A Joint Project of the Sam Rayburn House Historic Site and the Fannin County Historical Commission

Celebrating America 250 with Spotlights of Fannin County Citizens Who Participated In or Witnessed Historical Events

Fannin County, Texas -- John H. Floyd was born in Tennessee in 1850 and moved to Fannin County with his family in 1859.
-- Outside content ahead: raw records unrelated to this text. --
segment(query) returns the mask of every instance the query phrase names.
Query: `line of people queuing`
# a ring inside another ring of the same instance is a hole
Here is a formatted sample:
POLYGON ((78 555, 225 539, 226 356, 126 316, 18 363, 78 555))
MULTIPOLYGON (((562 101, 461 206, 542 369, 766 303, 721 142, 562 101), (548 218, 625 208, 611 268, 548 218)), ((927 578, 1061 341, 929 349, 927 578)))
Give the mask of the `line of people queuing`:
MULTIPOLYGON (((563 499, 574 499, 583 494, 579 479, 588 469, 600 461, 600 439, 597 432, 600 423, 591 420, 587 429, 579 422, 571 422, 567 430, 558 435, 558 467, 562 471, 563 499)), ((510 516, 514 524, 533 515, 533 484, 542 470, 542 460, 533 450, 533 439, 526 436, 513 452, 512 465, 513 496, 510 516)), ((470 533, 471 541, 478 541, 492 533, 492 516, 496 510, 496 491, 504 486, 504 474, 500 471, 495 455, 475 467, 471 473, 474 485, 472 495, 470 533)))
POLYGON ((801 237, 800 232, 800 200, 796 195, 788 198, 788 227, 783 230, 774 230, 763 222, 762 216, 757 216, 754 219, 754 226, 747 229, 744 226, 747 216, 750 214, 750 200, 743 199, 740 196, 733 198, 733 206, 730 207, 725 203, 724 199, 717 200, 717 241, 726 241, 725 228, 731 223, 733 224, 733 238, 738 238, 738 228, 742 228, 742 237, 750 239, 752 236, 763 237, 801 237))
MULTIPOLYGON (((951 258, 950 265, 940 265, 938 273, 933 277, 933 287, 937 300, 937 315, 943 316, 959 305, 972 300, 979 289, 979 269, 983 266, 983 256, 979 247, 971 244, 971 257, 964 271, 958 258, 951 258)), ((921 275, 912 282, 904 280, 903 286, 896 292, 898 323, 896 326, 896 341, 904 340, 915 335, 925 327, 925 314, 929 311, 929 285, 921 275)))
At the age of 15 he began to work small quarries of stone and “succeeded . . . in developing of the finest industry of the kind in north Texas. . .[H]e has furnished more building material of the kind than any other man in the State. The town of Honey Grove is built up almost exclusively with stone from his quarries. He has furnished material also for public buildings, court houses, jails, etc., for nearly all the county seat towns in north Texas. . . He has shipped extensively to Dallas, the Merchants’ Exchange there being built of material from his quarries. . . It can be said that Mr. Floyd has been long and prominently identified with the general growth and development of his section of the State, inasmuch as had furnished much of the building material to north Texas. [The Biographical Souvenir of the State of Texas, 1889]

He died in 1932 and is buried in Oakwood Cemetery in Honey Grove.

In 2021 the quarry was briefly reopened to obtain stone for the renovation of the Fannin County Courthouse.